OCI (Oracle Cloud Infrastructure) AI Infrastructure is building a cutting-edge, ultra-high-performance GPU platform designed to support AI/ML/HPC workloads, enabling customers to scale from tens to thousands of GPUs without compromising performance.
Requirements
- 4+ years of backend software development experience
- Proficient in Java language or similar object-oriented languages. (GoLang)
- Experience with at least one scripting language (Python, Shell) for automating tasks, proof of concept work, or command line tools.
- Strong working experience on Git/Bitbucket.
- Hands-on experience building and operational tools and dashboards
- Hands-on experience developing services on a public cloud platform (e.g., AWS, Azure, Oracle)
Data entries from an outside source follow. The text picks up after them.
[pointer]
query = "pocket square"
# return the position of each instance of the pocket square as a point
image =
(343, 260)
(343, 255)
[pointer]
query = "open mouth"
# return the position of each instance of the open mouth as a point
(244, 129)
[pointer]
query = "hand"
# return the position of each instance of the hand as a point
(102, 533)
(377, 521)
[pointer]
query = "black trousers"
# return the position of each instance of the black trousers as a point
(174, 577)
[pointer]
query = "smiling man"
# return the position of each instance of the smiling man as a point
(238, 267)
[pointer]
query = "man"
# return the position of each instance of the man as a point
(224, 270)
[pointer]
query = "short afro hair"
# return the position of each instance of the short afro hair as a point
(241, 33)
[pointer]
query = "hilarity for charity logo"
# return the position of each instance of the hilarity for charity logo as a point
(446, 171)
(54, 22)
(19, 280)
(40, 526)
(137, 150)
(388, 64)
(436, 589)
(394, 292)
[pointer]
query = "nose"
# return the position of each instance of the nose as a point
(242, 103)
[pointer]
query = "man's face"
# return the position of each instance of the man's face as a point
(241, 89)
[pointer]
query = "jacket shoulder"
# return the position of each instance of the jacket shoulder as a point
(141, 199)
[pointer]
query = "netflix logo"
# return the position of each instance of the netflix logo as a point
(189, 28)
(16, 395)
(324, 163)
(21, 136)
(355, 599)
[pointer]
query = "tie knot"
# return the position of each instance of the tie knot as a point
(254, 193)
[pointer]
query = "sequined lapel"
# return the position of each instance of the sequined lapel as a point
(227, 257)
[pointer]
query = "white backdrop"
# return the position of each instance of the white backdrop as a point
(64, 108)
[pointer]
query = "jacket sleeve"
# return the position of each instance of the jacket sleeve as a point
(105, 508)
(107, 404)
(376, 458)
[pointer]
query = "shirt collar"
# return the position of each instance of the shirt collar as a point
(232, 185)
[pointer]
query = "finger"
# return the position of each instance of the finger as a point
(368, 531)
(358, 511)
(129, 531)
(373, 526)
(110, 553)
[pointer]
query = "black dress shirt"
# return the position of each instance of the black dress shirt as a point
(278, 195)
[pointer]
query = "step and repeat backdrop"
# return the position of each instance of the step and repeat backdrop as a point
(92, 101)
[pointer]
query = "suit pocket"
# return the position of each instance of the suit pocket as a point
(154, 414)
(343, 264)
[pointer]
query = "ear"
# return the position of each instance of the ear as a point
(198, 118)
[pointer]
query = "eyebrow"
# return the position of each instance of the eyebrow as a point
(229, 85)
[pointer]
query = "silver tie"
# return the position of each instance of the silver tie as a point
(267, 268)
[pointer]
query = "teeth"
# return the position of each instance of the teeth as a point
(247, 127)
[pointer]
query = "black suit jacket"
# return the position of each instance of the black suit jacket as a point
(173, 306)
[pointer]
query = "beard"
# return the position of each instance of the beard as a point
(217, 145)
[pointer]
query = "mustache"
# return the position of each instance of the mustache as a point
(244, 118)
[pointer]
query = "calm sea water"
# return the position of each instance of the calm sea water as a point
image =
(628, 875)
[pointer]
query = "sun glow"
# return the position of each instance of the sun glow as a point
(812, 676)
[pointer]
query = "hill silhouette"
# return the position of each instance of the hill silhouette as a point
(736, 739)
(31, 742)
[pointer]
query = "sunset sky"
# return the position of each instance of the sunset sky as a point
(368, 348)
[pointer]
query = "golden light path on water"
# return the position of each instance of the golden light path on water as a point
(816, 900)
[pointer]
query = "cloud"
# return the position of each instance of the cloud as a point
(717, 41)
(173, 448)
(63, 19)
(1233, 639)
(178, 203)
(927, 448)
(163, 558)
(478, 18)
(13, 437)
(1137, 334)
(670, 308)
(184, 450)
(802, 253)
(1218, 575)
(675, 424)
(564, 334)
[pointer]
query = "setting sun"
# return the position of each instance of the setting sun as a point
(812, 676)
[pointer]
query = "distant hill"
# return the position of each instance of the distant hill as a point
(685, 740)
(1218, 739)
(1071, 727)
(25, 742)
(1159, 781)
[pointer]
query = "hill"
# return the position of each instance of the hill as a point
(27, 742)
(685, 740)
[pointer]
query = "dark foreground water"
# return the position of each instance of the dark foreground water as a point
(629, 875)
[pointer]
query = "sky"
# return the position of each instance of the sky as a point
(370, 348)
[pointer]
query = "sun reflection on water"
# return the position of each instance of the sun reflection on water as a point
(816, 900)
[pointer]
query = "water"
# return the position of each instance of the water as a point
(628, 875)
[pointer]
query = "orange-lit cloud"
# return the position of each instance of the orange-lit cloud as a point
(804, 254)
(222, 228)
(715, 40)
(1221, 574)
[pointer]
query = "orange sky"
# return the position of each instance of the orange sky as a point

- Experience and understanding of multi-AD/AZ and regional data centers
Responsibilities
- Designing and developing fundamental architectural changes for GPU delivery, health monitoring, triage automation, and diagnostic services.
- Running distributed AI/ML/HPC workloads across thousands of GPUs, leveraging technologies like RoCE and Infiniband.
- Build groundbreaking solutions for our customers from the ground up.
- Rock-solid developers and distributed systems engineers with a deep understanding of distributed systems and algorithms.
- Comfortable diving deep into any part of the stack, as well as software debugging and low-level systems troubleshooting.
- Hands-on experience building and operational tools and dashboards
- Building continuous integration/deployment pipelines with robust testing and deployment schedules
Other
- BS or MS degree in Computer Science or relevant technical field involving coding or equivalent practical experience
- Self-motivated individuals with a quick learning ability.
- Value simplicity and scalability in design and implementation.
- Comfortable working in a collaborative, agile environment and eager to learn.
- Ability to collaborate effectively with various dependencies, including Network and Data Center operations.